Helpful Plain Language Resources

Today’s helpful resource is the’s web language guidelines. While the whole thing is worth at least a skim, we’ve already covered a lot of the content in depth (see, for instance, the content redevelopment series). But I want to just briefly dive into the section labeled Follow Web Standards. There are four items that get their own subsection:

Avoid FAQs: We’ve talked about this before, but it’s worth revisiting. FAQ pages tend to be disorganized and hard to process. Try to eliminate them where you can.

Write effective links: We’ve also mentioned this in the context of accessibility, but it also makes a lot of sense from a usability perspective. Clear links are easier to use.

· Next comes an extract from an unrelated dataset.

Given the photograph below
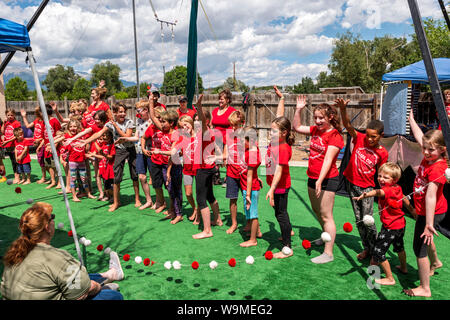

Repurpose print materials for the web: I think there’s some text here that’s worth quoting:

Don’t cut and paste the text of print documents to create web content. People are more likely to leave your webpage, potentially costing you time and money, because they will not take the time to find what they are looking for.

Print writing is different from web writing.

If you’ve created print materials, you’re going to need to rework them if you want them to be effective on the web. Make sure you’re speaking directly to the page visitor, and using conversational, but clear language. The purpose of print content is different than the purpose of web content.

Avoid PDF overhead: Here’s another quick quote:

The Nielsen Norman Group has done multiple studies on PDFs and has consistently found that users hate them and avoid reading them at all costs.

That should speak for itself. Avoid posting PDFs unless there’s no other option, or unless you need a document to print a certain way.